Tomorrow is the anniversary of our first conversation and where our reminiscent timelines connect. It's a privilege to have shared this year with them. This whole year has been a privilege, full stop.
Friday 18th April
It's Good Friday today, the biggest day in the hospital calendar. If you have to be in the Children's on any day of the year, so long as you're moderately sick and not wishing for silence and privacy, today is the day. It goes off. I'd take being at home over the most entertaining Good Friday any day though. I'm sure if we were in it'd be fun-ish, but wishing we were home.
They took footage of Jacinta a few weeks ago and said if it was used it'd be on between 5-6pm. We managaed to get the broken TV working in most of the screen (cracked LCD) and taped it to watch later. In the end I found out from my brother that there were a couple of seconds of her about 9pm! Ah well, I'm sure the people of Melbourne enjoyed it.
She's hanging out, looking very healthy. I actually remembered her meds today - and I just realised I forgot her second dose of one of them.....oops! They're all preventative so a skipped dose isn't going to kill anyone. Still, it is best to give them as prescribed!! That one I'll have to give a dose on Monday.

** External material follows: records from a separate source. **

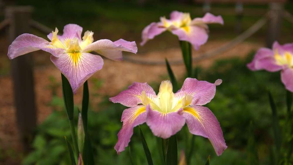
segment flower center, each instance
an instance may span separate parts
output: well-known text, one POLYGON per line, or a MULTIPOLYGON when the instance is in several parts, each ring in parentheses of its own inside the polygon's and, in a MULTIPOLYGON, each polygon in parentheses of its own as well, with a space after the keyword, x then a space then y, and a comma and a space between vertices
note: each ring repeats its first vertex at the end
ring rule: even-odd
POLYGON ((280 65, 287 65, 290 67, 293 67, 293 60, 292 59, 293 55, 288 52, 286 52, 284 54, 281 55, 279 54, 277 50, 275 51, 274 57, 277 64, 280 65))
POLYGON ((191 103, 192 97, 191 96, 185 94, 183 97, 176 97, 172 91, 173 89, 172 84, 170 81, 163 81, 160 86, 157 97, 148 97, 145 92, 143 91, 143 104, 145 105, 149 104, 154 110, 166 113, 176 112, 191 103))

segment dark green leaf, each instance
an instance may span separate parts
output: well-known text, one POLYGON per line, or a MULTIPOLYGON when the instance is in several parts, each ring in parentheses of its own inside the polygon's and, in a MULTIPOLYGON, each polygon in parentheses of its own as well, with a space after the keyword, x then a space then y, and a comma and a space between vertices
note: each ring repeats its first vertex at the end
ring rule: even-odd
POLYGON ((270 103, 272 109, 272 117, 273 128, 275 136, 275 144, 277 148, 278 155, 279 155, 281 145, 282 144, 282 137, 280 126, 279 123, 279 119, 277 114, 276 105, 274 101, 274 99, 270 92, 268 91, 269 98, 270 103))
POLYGON ((82 95, 82 105, 81 107, 81 116, 84 123, 84 132, 86 132, 88 128, 88 108, 89 98, 88 86, 88 81, 86 81, 84 84, 84 90, 82 95))
POLYGON ((142 141, 142 146, 144 147, 144 153, 145 154, 146 157, 146 160, 147 160, 148 163, 149 165, 153 164, 153 159, 151 158, 151 152, 149 149, 149 147, 148 147, 147 144, 146 144, 146 141, 144 137, 144 136, 143 134, 142 133, 142 131, 140 129, 140 127, 139 127, 139 132, 140 132, 140 137, 142 141))
POLYGON ((75 162, 75 159, 74 159, 74 154, 73 154, 73 151, 72 150, 72 148, 70 145, 69 142, 67 140, 67 138, 66 136, 64 137, 65 138, 65 141, 66 142, 66 145, 67 145, 67 148, 68 149, 68 152, 69 153, 69 156, 70 157, 70 160, 71 161, 71 165, 76 165, 76 163, 75 162))
POLYGON ((257 148, 255 142, 253 130, 255 126, 252 121, 251 121, 248 135, 247 144, 248 164, 256 165, 259 164, 257 153, 257 148))
POLYGON ((174 75, 173 71, 172 71, 172 69, 171 68, 170 65, 166 58, 165 59, 165 61, 166 61, 166 66, 167 66, 167 70, 168 71, 169 76, 170 77, 170 80, 173 85, 173 91, 174 92, 177 92, 179 90, 179 88, 178 87, 178 84, 177 83, 176 78, 175 77, 175 76, 174 75))
POLYGON ((205 163, 205 165, 209 165, 209 161, 211 159, 211 156, 209 155, 207 157, 207 162, 205 163))
POLYGON ((73 93, 67 79, 62 73, 62 91, 64 100, 64 105, 69 120, 73 119, 73 93))
POLYGON ((181 50, 182 51, 183 60, 187 71, 187 77, 192 76, 192 55, 191 46, 187 41, 179 41, 181 50))
POLYGON ((194 150, 194 141, 195 139, 195 136, 193 135, 190 143, 190 147, 189 149, 189 152, 188 153, 187 157, 186 158, 186 162, 187 164, 189 164, 190 163, 190 160, 191 159, 191 157, 192 156, 193 151, 194 150))
POLYGON ((292 105, 292 93, 290 91, 286 90, 286 102, 287 103, 287 111, 288 116, 290 116, 291 108, 292 105))
POLYGON ((162 145, 166 165, 177 165, 177 140, 174 135, 168 139, 162 139, 162 145))

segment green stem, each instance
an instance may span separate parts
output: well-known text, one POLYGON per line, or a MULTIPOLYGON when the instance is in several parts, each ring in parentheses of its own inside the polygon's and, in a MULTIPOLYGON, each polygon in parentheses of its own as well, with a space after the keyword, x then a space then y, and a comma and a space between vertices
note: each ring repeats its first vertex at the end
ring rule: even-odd
POLYGON ((75 129, 74 128, 74 123, 73 120, 69 120, 69 125, 70 127, 70 131, 71 132, 71 137, 73 142, 73 148, 75 152, 76 159, 77 159, 78 155, 79 154, 79 152, 78 150, 78 144, 77 144, 77 138, 76 137, 76 134, 75 133, 75 129), (77 156, 77 157, 76 157, 77 156))
POLYGON ((192 55, 191 53, 191 45, 187 41, 179 41, 181 50, 182 52, 183 60, 187 71, 187 76, 190 77, 192 75, 192 55))

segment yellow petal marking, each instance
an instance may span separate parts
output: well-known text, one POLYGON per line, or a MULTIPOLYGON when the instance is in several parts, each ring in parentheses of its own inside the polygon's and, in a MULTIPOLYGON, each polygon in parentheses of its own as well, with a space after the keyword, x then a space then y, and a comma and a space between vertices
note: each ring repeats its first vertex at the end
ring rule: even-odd
POLYGON ((57 28, 55 28, 55 31, 52 31, 53 35, 52 36, 51 44, 56 48, 62 48, 65 49, 66 48, 65 45, 60 41, 57 35, 58 31, 58 29, 57 28))
POLYGON ((84 35, 82 37, 82 41, 80 45, 82 49, 83 49, 86 46, 93 43, 93 32, 91 31, 87 30, 84 33, 84 35))
POLYGON ((277 64, 280 65, 287 65, 289 67, 293 67, 292 55, 289 52, 286 52, 282 55, 279 53, 277 50, 275 51, 274 57, 277 64))
POLYGON ((186 107, 183 108, 183 111, 191 114, 200 122, 200 117, 193 108, 190 107, 186 107))

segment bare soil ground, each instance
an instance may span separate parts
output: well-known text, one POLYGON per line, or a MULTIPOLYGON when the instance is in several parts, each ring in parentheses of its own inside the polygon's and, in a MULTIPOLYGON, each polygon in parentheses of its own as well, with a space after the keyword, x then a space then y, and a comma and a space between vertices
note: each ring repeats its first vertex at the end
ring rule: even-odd
MULTIPOLYGON (((200 53, 220 46, 226 42, 209 41, 202 46, 199 51, 196 52, 194 51, 193 54, 194 57, 196 57, 200 53)), ((216 57, 197 62, 195 64, 203 67, 208 67, 217 59, 236 56, 243 57, 251 51, 257 50, 263 46, 259 43, 243 42, 216 57)), ((7 72, 9 73, 9 66, 7 63, 9 64, 9 62, 5 55, 7 53, 6 51, 7 49, 0 50, 0 55, 3 55, 0 56, 0 61, 2 62, 0 62, 0 70, 8 70, 7 72)), ((38 123, 40 123, 52 110, 52 106, 48 105, 53 95, 52 88, 50 87, 52 85, 50 77, 51 79, 54 78, 57 84, 59 84, 57 86, 57 95, 61 97, 60 85, 61 76, 59 70, 50 62, 48 54, 40 51, 33 53, 35 64, 34 72, 38 123)), ((181 59, 181 53, 179 48, 172 48, 161 51, 146 52, 143 54, 139 53, 132 55, 141 60, 163 60, 166 57, 171 61, 181 59)), ((134 81, 149 83, 159 82, 162 80, 164 76, 166 77, 167 71, 164 65, 143 65, 126 61, 115 62, 105 58, 104 59, 105 64, 102 69, 95 73, 89 79, 89 86, 91 89, 90 97, 97 93, 101 95, 114 96, 134 81), (95 79, 101 80, 103 82, 101 86, 98 89, 94 87, 95 83, 93 80, 95 79)), ((182 77, 185 73, 185 68, 183 64, 174 65, 171 67, 177 77, 182 77)), ((216 78, 215 80, 218 78, 216 78)), ((18 151, 21 147, 18 142, 18 136, 13 104, 13 85, 9 74, 0 76, 0 153, 4 153, 4 156, 5 156, 5 154, 11 154, 8 153, 10 152, 9 151, 14 151, 11 152, 16 154, 15 156, 19 158, 21 157, 21 155, 18 151), (3 152, 1 149, 3 150, 3 152)), ((75 101, 79 103, 81 103, 82 92, 81 88, 74 96, 75 101)), ((93 98, 91 99, 92 105, 96 105, 99 101, 97 97, 91 97, 93 98)), ((95 110, 98 110, 98 108, 95 110)), ((1 164, 1 159, 0 157, 0 164, 1 164)))

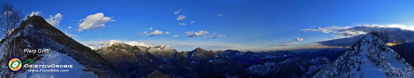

Bloods tomorrow, so we'll see where we're at!
Sat 19th April
The blood nurse came today and took some blood. Very straightforward. The nurse co-ordinator had mentioned that I'd have to pretend like we needed to weigh and check fluids etc to justify the blood test being done at home. It eventuated that I asked if we needed to do a weigh and the nurse asked why we needed to!
Everything's all pretty fine. A bit of sticky poo at the moment so I'll have to watch my diet again. At least at home going completely dairy and gluten free is possible without starvation. We're trying lactose-free milk (which I think is actually lactase-added milk, rather than lactose-free...) to see if that makes a difference to anything. We'll see!
From here on out, since our treatment will be very patchy and rarely two days in a row, I'll just blog when things happen, every few days or so.